Mediastinal and pleural lipomatosis as a manifestation of myotonic dystrophy type 1
Author(s) -
Josef Finsterer,
Fúlvio A. Scorza
Publication year - 2021
Publication title -
lung india
Language(s) - English
Resource type - Journals
SCImago Journal Rank - 0.457
H-Index - 25
eISSN - 0974-598X
pISSN - 0970-2113
DOI - 10.4103/lungindia.lungindia_25_21
Subject(s) - medicine , lipomatosis , gynecomastia , chest pain , cardiomyopathy , heart failure , asymptomatic , cardiology , surgery
Mediastinal and pleural lipomatosis is a rare but usually benign and asymptomatic disease. Mediastinal lipomatosis is associated with steroid use, obesity, hyperlipidemia, diabetes, or Cushing syndrome. In some cases, it becomes symptomatic manifesting with dyspnea, thoracic pain, coughing, dysphonia, dysphagia, supraventricular tachycardia, or persistent pneumonia.

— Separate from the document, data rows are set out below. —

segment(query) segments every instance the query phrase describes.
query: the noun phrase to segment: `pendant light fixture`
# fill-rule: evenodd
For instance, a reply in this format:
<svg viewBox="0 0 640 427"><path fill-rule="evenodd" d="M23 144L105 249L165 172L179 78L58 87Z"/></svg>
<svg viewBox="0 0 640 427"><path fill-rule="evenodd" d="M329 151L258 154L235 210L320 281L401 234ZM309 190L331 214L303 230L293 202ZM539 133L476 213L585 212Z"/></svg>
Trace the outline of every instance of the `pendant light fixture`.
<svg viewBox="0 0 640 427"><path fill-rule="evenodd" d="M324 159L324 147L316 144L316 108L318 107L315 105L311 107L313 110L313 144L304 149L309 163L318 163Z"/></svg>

Mediastinal lipomatosis has not been reported in association with myotonic dystrophy type 1 (MD1). In a 65yo male with a long-term history of progressive muscle weakness, hyper-creatine-kinase-emia, bilateral cataract, sleep apnea syndrome, gynecomastia, hepatic steatosis, arterial hypertension, atrioventricular block 1, QTc prolongation, hyperlipidemia, hyperuricemia, and hepatopathy, MD1 was diagnosed upon the clinical presentation and a heterozygous CTG repeat expansion of 1200-1400 repeats in DMPK. Work-up for dyspnea and leg edema revealed heart failure and mediastinal and pleural lipomatosis. Upon standard treatment, heart failure resolved. In conclusion, mediastinal and pleural lipomatosis can be a rare manifestation of MD1 and can manifest with heart failure. In patients with mediastinal lipomatosis, MD1 should be excluded.